Getting into big tech

Resources and advice I give people trying to get into large tech companies as software engineers. None of this is secret knowledge; the value is in having it organized.

What you're preparing for

Big tech interviews (Meta, Apple, Google, Amazon, and the companies that copy their process) typically have two components: a coding interview and a behavioural interview. This post covers both. It does not cover system design, which is a separate topic and typically relevant for non-junior roles.

The coding interview tests your ability to solve algorithmic problems under time pressure. The behavioural interview tests whether you can talk about your past work without making the interviewer regret their career choices.

The coding interview dominates preparation time. Most candidates underestimate the behavioural portion, which is a mistake.

The whole process is an imperfect measure of engineering ability. But it is the process, and it's learnable. The resources below are enough to get through it.

Who can apply

You don't need a CS degree. You don't strictly need a STEM degree either, though it helps. Some evidence that you can code is enough to get your foot in the door. A GitHub profile with personal projects helps, and the bar is lower than you think: Advent of Code solutions, a small bot, some utilities. I got in with a math background and a handful of mediocre repos, for whatever that's worth.

Your CV

CV writing deserves its own post. A few basics:

Write it in LaTeX or Typst, not Word or Google Docs. Structured markup is easier to maintain, produces consistent output, and gives you a source file you can hand to an LLM for editing. On that note: dump everything you can think of into an LLM, relevant or not (past jobs, projects, skills, education, hobbies, whatever), and let it help you draft and iterate. It's good at separating what's relevant from what isn't, and at finding the strongest phrasings. You'll still need to edit the output, but it's a good way to get past the blank page.

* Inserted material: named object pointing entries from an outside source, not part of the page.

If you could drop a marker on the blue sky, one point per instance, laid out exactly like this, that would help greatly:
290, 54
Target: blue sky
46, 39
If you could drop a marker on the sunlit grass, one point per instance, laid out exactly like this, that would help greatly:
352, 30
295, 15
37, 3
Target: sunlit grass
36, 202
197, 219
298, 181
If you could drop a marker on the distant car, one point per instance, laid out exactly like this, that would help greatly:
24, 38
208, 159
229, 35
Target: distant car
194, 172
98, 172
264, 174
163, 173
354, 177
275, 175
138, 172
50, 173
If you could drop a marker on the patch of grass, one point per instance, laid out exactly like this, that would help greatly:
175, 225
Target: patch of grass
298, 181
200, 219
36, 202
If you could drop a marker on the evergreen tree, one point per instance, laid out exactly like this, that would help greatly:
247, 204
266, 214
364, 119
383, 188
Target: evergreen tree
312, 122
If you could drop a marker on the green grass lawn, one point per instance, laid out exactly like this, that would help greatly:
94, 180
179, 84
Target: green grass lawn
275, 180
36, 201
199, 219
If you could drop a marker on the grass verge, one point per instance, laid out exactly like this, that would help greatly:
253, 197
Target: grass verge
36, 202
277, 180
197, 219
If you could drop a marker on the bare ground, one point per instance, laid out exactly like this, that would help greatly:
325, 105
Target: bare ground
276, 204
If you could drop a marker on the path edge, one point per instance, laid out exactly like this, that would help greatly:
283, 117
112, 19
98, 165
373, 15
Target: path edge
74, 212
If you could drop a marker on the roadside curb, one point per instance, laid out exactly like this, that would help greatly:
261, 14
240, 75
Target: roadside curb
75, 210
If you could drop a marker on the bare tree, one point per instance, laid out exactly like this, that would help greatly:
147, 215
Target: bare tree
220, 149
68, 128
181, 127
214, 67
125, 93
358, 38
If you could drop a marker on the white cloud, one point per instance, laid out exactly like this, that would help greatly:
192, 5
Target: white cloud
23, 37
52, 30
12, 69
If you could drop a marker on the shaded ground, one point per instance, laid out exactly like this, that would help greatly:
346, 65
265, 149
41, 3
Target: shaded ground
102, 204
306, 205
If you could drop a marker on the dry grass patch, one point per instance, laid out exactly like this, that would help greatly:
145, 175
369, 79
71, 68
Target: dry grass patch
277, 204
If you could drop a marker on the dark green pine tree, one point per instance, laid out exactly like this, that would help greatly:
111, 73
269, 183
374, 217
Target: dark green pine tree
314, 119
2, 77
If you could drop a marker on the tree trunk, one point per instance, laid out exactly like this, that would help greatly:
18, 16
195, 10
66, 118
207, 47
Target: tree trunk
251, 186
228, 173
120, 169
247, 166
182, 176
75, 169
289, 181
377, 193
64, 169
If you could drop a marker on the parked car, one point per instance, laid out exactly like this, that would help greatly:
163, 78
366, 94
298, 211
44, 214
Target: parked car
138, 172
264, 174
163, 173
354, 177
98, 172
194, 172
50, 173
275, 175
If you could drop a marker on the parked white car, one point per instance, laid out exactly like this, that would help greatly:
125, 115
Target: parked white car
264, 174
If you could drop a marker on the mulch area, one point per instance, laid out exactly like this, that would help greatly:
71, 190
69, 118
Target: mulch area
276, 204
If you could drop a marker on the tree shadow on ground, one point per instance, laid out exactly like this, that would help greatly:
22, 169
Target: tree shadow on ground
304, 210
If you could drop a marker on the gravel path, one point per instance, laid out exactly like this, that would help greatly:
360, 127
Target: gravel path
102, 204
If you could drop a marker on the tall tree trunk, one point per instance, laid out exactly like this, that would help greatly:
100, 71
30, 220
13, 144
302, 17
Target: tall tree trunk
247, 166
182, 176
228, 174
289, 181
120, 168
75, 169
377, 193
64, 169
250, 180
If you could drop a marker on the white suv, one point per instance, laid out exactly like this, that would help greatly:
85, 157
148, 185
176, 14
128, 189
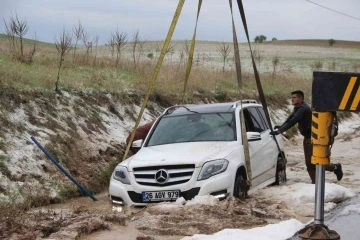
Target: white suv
197, 150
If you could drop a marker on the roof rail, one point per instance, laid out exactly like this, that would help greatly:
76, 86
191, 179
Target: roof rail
169, 110
244, 101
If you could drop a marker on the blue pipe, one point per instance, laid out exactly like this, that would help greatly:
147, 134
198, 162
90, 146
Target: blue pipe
63, 170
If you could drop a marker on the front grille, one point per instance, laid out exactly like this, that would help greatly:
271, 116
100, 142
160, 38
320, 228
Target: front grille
187, 195
177, 174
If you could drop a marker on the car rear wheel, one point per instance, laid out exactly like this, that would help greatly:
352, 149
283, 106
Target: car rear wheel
280, 171
240, 190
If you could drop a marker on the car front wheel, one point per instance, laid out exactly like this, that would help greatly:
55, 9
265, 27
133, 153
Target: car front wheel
280, 171
240, 189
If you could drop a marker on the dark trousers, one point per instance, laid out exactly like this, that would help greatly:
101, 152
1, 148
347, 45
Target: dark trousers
308, 149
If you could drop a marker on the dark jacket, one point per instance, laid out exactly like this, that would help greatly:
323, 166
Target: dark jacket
301, 115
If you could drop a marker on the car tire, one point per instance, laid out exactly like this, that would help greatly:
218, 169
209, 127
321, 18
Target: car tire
240, 190
280, 171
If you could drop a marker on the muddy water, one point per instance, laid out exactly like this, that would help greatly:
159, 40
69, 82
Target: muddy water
117, 232
102, 206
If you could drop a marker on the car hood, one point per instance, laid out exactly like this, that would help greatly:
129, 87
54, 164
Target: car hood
180, 153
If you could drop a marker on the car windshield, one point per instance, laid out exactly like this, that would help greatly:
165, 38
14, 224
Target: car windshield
194, 128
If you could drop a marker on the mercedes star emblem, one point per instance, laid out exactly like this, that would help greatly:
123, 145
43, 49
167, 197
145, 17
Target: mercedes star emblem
161, 176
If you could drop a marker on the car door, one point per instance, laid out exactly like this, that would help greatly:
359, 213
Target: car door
268, 148
253, 124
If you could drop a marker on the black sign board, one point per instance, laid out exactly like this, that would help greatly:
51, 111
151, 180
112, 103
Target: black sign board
336, 91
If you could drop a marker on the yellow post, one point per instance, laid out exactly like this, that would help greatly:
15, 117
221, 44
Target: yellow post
320, 137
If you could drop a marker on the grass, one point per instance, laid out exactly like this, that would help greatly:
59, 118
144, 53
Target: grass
80, 75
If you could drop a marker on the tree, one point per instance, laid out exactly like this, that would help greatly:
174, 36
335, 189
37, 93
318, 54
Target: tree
224, 50
63, 47
120, 40
78, 31
10, 30
21, 28
260, 39
331, 42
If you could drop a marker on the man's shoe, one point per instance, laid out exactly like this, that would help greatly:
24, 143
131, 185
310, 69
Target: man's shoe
338, 171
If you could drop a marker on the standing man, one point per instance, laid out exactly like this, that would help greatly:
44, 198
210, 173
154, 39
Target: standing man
302, 116
140, 133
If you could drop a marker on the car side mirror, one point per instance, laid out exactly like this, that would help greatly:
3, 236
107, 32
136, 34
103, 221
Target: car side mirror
137, 144
253, 136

One warning: make sure the final version sounds like you, not like an LLM. Recruiters and hiring managers are increasingly hostile toward what they perceive as AI-generated prose, and the reaction is not positive. The generic, overenthusiastic tone that LLMs default to ("spearheaded cross-functional initiatives to drive impactful outcomes") reads as lazy at best and dishonest at worst. Use the LLM for structure, ideas, and feedback; rewrite the language yourself.

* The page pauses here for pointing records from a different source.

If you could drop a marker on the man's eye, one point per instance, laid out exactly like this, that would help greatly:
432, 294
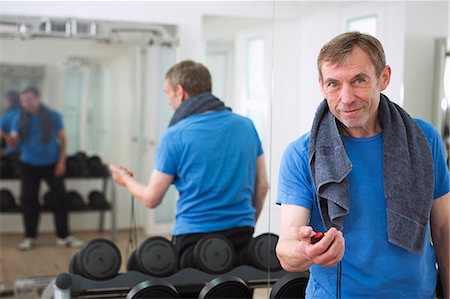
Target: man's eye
332, 85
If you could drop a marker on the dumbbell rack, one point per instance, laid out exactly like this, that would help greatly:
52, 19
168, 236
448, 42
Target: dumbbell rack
186, 281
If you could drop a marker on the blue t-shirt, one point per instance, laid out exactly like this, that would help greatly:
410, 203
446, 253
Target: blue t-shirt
212, 157
32, 150
6, 122
371, 267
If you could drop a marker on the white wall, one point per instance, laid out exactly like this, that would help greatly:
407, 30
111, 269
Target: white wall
425, 22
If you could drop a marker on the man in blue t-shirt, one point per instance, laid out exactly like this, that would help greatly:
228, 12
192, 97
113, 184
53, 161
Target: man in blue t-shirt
213, 156
42, 143
11, 104
386, 211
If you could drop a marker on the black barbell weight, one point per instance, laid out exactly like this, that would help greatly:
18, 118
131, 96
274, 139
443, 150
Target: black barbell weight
97, 200
96, 167
7, 201
260, 253
225, 287
290, 286
99, 259
213, 253
156, 256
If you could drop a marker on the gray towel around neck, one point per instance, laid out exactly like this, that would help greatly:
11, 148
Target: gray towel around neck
408, 173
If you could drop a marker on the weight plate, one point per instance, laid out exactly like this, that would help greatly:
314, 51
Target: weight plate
73, 265
291, 285
262, 252
186, 258
100, 259
225, 287
157, 256
214, 254
153, 289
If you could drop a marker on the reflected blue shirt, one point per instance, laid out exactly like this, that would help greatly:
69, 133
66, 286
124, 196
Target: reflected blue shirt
372, 267
212, 157
32, 150
6, 123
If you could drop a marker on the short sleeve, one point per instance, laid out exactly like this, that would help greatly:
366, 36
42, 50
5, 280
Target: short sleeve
294, 182
58, 121
166, 158
441, 174
15, 123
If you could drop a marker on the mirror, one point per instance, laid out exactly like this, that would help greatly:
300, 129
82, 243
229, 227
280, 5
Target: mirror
262, 57
106, 78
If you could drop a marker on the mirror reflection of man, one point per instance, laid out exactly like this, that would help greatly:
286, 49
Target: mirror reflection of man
42, 154
212, 155
11, 106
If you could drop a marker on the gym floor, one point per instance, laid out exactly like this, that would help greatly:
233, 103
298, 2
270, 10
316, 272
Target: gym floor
49, 260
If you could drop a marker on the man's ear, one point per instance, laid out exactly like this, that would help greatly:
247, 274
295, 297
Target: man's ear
385, 77
181, 93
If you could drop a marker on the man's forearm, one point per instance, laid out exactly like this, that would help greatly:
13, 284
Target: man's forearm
441, 242
259, 198
62, 149
141, 192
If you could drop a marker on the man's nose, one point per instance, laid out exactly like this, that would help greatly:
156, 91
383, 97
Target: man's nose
347, 94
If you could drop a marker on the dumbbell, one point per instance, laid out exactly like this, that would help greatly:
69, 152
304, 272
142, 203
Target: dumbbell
96, 167
97, 200
291, 285
99, 259
213, 253
156, 256
260, 253
225, 287
153, 289
7, 201
77, 165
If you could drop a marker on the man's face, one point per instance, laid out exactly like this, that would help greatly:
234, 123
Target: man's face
353, 91
30, 102
173, 96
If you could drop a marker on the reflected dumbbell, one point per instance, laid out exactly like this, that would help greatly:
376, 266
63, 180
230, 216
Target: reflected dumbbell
156, 256
260, 253
212, 254
225, 287
7, 201
153, 289
99, 259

For other tips, see Tech Interview Handbook's resume section.

Getting a referral

Most of these companies have internal referral systems. If a current employee refers you, your application gets more visibility and often moves faster through the pipeline. The good news: employees are generally happy to refer people. Referral bonuses are common, so it's not a one-sided favour. If you know someone at the company, ask. If you don't, LinkedIn works. A cold message explaining what role you're applying for and why has a reasonable success rate.

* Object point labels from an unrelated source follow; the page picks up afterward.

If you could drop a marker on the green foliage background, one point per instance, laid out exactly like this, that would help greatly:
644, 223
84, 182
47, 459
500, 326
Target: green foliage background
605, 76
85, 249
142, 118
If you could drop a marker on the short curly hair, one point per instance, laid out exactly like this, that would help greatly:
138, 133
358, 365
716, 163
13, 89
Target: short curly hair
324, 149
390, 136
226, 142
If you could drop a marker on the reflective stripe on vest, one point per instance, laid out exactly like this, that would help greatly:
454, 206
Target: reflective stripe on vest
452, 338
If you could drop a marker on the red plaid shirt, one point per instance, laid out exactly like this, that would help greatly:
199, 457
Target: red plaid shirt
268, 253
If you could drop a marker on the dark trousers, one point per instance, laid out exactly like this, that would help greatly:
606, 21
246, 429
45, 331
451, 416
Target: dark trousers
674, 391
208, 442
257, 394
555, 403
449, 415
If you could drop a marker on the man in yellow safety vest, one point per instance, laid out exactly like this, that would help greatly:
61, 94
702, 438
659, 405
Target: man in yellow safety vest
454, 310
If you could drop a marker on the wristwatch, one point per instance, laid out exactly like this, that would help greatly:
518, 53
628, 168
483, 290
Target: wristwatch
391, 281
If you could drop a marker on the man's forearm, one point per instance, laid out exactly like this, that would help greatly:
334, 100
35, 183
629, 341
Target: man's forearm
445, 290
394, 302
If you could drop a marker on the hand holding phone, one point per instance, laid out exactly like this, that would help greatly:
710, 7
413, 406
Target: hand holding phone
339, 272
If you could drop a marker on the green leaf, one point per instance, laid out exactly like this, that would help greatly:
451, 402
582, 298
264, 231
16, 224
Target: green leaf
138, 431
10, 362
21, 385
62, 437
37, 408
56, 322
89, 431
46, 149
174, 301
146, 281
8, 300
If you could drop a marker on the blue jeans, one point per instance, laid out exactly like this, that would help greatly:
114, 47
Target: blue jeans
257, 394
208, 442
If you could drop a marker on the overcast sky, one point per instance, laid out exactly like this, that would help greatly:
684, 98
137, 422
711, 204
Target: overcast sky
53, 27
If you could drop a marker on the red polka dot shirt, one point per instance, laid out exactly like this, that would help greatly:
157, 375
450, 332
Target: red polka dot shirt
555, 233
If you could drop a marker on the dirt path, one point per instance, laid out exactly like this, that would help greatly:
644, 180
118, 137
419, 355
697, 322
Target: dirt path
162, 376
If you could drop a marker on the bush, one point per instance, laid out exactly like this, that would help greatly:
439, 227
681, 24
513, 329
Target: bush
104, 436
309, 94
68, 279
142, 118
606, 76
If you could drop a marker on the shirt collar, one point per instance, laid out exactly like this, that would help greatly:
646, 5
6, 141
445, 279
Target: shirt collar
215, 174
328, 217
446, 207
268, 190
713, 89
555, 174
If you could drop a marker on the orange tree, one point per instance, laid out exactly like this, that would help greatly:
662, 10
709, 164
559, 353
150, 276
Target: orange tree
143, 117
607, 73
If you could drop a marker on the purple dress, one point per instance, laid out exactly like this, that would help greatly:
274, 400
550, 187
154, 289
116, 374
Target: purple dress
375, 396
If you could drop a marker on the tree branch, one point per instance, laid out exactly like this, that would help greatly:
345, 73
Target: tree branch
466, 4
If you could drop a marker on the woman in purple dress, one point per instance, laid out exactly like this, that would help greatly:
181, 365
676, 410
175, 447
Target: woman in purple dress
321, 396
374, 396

You don't need to know which team you're targeting; job ads are often generic, and any employee can typically refer you regardless of their own team. The worst they can do is not reply.

Behavioural interview

The behavioural interview is where most engineers do the least preparation and then act surprised when it goes poorly.

Tech Interview Handbook's behavioural section covers the format, common questions, and how to structure your answers. The standard advice applies: use the STAR method (Situation, Task, Action, Result), prepare 4-5 stories that you can adapt to different questions (past jobs, academic projects, music competitions, creative endeavours, volunteer work). Anything where you drove a result counts. Practice saying them out loud. Reading your answers silently is not the same as speaking them.

Many companies publish the principles they evaluate candidates against. Amazon has its Leadership Principles, Meta has its core values, Google has its hiring attributes. Look them up for the company you're interviewing at. Every behavioural question maps to one or more of these, and interviewers are trained to evaluate you against them. This is not subtle; they will often tell you as much.

Coding interview

Cheatsheets

Before diving into courses and problem sets, get yourself a couple of reference sheets. These are useful both during study and for last-minute review.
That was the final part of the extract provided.